People talk about privilege in terms of money, and sure, financial security makes life easier. But the real privilege? The ultimate, unshakable advantage? It’s being loved. It’s having parents who don’t see you as an inconvenience or an extension of their own unresolved baggage. It’s growing up with a built-in belief that you matter.
Loving parents don’t prevent suffering—no one can—but they absorb some of the impact. They make childhood less of a minefield and more of a proving ground. They hold the map while you wander. And, in a cosmic act of generosity, they love you so fiercely that even after they’re gone, even after they leave this world and you have to navigate it without them, the echo of their love still makes you feel safe.

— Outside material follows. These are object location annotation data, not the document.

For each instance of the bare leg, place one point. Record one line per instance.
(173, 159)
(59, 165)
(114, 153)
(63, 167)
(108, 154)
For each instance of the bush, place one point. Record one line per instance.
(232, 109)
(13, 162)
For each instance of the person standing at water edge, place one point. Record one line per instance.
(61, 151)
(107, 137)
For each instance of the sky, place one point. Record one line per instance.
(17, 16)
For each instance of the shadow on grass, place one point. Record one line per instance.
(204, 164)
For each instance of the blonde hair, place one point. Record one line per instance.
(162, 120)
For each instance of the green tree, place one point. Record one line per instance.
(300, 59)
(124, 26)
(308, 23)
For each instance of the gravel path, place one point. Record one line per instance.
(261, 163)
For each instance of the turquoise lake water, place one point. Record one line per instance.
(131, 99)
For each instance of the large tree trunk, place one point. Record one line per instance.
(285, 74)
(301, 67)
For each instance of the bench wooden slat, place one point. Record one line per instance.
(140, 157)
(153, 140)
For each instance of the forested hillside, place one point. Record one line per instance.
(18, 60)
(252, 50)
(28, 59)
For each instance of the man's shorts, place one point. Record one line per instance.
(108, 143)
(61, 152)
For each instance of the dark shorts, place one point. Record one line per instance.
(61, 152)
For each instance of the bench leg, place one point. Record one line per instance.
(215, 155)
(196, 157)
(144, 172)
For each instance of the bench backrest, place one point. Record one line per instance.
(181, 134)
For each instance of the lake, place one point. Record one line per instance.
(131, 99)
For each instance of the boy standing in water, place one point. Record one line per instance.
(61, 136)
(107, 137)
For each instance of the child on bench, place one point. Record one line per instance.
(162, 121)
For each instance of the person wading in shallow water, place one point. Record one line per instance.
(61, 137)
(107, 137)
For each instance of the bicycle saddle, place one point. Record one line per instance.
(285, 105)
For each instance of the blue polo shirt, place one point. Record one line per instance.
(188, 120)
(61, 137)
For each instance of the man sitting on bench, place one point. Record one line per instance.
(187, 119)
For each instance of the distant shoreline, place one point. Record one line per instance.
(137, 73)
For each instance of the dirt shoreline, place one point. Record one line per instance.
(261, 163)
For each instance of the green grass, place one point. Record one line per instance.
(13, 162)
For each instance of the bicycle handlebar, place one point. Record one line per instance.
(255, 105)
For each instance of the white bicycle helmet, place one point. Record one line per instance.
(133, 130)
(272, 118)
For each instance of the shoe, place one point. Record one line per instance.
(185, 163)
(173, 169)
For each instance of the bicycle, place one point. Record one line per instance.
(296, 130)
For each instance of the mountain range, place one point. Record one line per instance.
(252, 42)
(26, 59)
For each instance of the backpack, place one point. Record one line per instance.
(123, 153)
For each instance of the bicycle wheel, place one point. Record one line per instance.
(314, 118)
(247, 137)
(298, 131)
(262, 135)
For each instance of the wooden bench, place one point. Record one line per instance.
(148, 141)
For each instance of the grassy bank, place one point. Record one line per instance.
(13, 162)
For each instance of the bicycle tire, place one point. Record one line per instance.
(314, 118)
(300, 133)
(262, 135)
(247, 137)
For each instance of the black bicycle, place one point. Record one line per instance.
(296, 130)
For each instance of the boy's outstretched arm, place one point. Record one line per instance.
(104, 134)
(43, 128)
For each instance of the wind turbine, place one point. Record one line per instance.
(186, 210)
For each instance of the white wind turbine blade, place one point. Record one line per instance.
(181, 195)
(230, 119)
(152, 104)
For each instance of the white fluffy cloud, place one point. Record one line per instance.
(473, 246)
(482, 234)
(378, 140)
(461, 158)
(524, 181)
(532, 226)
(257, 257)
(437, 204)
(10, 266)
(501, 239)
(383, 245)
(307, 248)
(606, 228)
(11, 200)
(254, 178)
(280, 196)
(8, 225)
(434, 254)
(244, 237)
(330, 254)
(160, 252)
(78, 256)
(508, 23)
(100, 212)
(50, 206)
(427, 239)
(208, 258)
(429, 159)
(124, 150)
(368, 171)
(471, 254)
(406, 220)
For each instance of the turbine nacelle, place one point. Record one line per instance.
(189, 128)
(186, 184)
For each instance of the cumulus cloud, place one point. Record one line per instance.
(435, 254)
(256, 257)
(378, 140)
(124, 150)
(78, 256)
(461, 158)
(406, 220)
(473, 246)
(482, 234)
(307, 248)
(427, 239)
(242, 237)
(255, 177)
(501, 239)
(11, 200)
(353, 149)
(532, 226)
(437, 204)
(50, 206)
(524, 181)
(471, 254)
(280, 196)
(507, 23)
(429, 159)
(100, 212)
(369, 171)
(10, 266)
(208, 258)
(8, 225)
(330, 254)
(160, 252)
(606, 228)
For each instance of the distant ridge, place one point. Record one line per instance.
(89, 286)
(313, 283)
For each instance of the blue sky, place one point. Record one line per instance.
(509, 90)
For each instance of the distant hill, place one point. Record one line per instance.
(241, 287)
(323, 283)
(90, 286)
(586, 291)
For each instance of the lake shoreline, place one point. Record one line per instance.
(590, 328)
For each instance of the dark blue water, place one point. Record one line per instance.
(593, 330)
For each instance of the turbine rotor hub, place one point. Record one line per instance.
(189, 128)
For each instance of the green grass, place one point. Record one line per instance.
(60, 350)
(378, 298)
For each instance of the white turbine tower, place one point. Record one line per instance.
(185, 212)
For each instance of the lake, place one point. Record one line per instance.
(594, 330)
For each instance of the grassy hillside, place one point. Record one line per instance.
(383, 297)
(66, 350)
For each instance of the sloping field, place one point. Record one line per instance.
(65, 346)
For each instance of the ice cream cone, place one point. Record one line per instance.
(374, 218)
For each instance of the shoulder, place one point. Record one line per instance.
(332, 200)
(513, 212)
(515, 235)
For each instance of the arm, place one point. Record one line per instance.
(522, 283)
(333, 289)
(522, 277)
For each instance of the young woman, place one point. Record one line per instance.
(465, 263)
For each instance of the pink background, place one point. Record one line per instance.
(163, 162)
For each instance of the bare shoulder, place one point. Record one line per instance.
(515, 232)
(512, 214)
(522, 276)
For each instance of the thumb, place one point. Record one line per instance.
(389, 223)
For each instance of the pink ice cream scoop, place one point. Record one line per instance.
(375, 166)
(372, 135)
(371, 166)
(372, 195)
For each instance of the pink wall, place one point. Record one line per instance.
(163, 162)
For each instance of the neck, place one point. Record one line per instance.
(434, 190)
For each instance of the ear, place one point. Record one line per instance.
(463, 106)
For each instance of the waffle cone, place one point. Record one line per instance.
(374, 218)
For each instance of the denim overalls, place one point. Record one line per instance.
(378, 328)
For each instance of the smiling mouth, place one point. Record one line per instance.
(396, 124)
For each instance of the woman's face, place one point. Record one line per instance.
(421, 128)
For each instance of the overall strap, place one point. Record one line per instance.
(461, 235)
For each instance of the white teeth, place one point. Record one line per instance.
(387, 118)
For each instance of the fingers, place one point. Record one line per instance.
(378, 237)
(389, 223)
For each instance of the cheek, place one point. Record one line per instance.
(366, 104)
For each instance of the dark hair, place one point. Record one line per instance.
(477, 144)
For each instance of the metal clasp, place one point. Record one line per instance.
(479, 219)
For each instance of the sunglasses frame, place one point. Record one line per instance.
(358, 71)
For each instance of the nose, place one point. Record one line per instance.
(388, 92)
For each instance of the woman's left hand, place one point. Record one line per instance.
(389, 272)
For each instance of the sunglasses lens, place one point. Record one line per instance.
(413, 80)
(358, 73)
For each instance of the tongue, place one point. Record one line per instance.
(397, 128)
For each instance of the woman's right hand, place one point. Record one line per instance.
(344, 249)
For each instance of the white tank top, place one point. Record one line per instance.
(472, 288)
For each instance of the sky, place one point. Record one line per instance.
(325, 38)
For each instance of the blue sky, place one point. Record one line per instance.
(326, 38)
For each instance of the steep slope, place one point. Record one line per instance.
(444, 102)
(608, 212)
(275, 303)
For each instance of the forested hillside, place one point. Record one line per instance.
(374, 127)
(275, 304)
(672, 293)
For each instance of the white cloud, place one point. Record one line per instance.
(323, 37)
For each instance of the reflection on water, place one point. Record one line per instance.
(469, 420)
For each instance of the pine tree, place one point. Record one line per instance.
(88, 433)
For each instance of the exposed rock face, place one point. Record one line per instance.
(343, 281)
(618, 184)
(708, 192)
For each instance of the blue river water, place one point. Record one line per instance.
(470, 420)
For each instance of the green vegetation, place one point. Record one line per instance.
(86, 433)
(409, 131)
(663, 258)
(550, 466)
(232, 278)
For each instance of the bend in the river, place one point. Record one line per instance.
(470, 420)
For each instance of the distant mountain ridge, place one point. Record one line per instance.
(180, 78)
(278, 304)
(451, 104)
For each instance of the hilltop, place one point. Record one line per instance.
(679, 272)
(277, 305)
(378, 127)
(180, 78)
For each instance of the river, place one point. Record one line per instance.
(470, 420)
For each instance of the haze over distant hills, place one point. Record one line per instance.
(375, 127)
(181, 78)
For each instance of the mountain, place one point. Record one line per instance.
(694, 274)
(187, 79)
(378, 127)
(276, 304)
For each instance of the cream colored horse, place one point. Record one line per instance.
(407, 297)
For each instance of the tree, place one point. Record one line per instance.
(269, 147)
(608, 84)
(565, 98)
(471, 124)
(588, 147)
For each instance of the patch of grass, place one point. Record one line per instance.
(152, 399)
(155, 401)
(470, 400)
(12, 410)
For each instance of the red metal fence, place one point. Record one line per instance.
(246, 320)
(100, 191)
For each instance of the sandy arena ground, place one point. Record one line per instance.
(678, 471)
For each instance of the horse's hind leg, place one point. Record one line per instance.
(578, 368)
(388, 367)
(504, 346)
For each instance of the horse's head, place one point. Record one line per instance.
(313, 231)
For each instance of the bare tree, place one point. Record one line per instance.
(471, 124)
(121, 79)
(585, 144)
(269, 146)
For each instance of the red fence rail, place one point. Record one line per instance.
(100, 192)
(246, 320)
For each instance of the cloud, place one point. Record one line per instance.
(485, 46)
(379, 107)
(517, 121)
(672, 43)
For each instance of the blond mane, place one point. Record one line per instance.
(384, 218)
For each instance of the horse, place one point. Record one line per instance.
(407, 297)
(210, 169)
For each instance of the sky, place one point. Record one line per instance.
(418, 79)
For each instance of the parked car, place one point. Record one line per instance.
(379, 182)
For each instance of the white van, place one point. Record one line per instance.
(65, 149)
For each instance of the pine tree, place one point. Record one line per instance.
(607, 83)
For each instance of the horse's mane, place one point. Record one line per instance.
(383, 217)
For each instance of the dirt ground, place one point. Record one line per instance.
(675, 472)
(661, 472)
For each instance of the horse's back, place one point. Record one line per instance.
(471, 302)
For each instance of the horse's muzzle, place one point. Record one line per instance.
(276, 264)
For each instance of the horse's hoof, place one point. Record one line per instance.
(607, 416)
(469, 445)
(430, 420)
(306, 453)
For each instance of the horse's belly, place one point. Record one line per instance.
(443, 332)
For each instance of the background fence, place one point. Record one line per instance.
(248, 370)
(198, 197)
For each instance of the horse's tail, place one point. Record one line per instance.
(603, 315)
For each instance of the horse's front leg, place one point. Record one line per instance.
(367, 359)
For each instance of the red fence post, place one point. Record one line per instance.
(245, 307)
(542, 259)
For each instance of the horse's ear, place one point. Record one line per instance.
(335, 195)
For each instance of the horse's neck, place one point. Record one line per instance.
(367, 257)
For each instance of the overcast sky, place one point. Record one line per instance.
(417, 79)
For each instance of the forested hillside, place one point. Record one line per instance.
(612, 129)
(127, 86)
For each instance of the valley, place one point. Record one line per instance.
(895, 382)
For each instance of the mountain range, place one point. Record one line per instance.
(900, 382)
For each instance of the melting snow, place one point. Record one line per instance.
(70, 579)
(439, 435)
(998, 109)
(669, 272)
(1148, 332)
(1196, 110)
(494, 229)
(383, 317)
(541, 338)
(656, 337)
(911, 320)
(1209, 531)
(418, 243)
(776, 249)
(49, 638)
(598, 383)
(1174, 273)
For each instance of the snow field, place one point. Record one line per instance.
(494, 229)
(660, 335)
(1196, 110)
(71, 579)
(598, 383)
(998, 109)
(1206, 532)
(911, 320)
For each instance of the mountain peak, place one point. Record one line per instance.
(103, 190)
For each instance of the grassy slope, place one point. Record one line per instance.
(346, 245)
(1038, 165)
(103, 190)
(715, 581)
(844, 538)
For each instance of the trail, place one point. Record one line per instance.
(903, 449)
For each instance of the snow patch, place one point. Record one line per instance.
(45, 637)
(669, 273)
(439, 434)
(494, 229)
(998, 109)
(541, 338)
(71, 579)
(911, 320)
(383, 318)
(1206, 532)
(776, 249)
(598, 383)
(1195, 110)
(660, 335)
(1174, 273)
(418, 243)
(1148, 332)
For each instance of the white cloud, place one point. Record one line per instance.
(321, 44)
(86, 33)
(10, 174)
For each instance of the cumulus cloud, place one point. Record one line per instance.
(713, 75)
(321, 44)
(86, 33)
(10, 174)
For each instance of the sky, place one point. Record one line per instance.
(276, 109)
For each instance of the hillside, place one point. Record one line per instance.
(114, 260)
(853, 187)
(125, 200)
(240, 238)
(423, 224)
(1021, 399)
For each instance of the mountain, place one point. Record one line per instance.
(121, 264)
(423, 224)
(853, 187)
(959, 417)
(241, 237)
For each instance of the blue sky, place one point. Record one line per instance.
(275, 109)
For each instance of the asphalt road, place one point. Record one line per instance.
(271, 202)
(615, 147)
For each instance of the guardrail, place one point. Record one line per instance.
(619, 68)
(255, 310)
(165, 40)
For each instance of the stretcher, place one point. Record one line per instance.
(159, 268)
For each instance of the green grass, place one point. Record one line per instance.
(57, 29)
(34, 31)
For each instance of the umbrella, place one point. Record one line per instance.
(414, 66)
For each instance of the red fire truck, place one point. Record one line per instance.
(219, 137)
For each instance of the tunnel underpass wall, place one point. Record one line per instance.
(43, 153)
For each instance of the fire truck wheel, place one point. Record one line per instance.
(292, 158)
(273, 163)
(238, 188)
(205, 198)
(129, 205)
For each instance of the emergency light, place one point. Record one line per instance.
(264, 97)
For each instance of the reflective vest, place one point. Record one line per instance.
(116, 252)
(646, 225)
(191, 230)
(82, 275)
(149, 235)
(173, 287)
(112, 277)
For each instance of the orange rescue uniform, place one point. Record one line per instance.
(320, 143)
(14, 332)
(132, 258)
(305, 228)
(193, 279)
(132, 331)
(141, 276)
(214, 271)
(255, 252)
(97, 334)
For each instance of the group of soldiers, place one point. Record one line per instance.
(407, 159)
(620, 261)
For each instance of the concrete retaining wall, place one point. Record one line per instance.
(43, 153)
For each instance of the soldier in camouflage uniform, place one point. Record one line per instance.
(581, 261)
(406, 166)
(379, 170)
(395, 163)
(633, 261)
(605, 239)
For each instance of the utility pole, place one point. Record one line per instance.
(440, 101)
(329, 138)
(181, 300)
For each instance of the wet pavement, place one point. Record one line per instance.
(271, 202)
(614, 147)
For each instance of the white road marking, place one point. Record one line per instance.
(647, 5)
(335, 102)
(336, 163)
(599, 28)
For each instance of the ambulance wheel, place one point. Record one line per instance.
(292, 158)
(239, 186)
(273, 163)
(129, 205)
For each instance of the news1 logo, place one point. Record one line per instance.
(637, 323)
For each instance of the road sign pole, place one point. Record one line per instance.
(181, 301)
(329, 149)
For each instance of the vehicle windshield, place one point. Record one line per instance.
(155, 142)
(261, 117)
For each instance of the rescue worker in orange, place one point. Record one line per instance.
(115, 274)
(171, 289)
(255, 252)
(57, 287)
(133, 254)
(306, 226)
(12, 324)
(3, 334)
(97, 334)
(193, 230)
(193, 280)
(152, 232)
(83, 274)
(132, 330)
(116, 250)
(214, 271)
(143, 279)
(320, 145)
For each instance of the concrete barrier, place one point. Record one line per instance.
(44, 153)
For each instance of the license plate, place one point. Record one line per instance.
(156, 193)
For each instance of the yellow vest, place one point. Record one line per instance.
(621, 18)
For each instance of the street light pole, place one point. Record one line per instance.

That’s the paradox of good parents: they make themselves indispensable, and then, if they’ve done their job right, they make it so you don’t need them anymore. They raise you to stand on your own, but the trade-off is that you never stop missing them.
Because that’s the thing no one talks about: the better the parents, the greater the grief. The downside of being raised by people who made you feel protected and whole is that, one day, you’ll have to learn how to exist without them. That’s the cost of being loved well. That’s the price of never having to wonder.
But it’s a trade-off worth making. Because for all the ways the world is chaotic and unpredictable, for all the ways people struggle to find their place, there are some who walk through life with an invisible tether—a connection that can’t be severed by time or distance or death itself.
And that? That is what it’s like to have loving parents.